Il s’agit d’une création originale. Selon moi, l’un des torts principaux des adaptations « sérieuses » de Fantômas depuis 40 ans -aussi bien au cinéma qu’à la télévision, dans des dramatiques radio ou même en BD dans les années 90 – a été de reprendre les histoires de Souvestre et Allain telles qu’elles avec quelques petits arrangements cosmétiques. Ça ne fonctionne pas. Ce sont des récits décousus, avec des enjeux d’un autre temps, des dialogues délicieusement désuets et des situations inutilement alambiquées. Il faut comprendre que ces livres ont été écrits à un rythme hallucinant de 400 pages (un épisode) par mois. Ça tirait à la ligne, ça partait dans tous les sens, ils inventaient presque leur histoire en impro… C’est du Alexandre Dumas sous amphétamines, complètement foutraque et sans queue ni tête. C’était génial et addictif en 1911, mais aujourd’hui on a besoin de plus de structure et de cohérence pour être captivé. Cependant, le corpus est d’une richesse incroyable : c’est bourré de personnages plus grands que nature, de situations extraordinaires, de coups de théâtre jubilatoires… Pour un scénariste, c’est comme un cadeau tombé du ciel. J’ai souvent pris énormément de plaisir à lire les livres. Je prends donc l’œuvre originale comme un énorme coffre à jouets, et je pioche dedans tout ce que j’aime, j’y ajoute mes propres envies, des nouvelles séquences, j’approfondis les liens entre les personnages, je leur mitonne des dialogues aux petits oignons et j’articule tout ça dans une structure solide qui me permet tout les débordements, car il faut rester dans l’esprit du Fantômas d’origine : du roman –feuilleton démesuré et explosif. Julie, au dessin, apporte sa propre touche de folie, surenchérit et en rajoute. On n’a jamais peur d’en faire trop. Ce travail est tout de même dominé par trois ambitions : Donner du plaisir à chaque page ; écrire la meilleure histoire possible ; et réhabiliter durablement le personnage pour qu’il revienne au premier plan de la culture pop française – voire mondiale ou galactique. C’est le résultat que Julie et moi visons. Quant au résultat que nous allons réellement obtenir… On verra bien !

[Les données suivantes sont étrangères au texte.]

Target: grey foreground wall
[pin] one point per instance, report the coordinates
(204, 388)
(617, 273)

Peux-tu en quelques mots nous faire le pitch de l’album ?
Après avoir passé seize ans à mettre l’Europe à feu et à sang, Fantômas est enfin exécuté. Pourtant, juste avant que la lame de la guillotine ne sépare sa tête de son corps, il prévient le peuple : il se vengera. Cet album et les deux suivants racontent cette vengeance.
Si la langue n’est pas une barrière, un océan vous sépare… Comment s’est organisé votre travail sur l’album avec Julie Rocheleau?
Après avoir fait mourir d’épuisement quelques pigeons voyageurs et avoir constaté les limitations du télégraphe, on a décidé d’utiliser internet. C’est un outil moderne assez fascinant. Je te conseille d’essayer.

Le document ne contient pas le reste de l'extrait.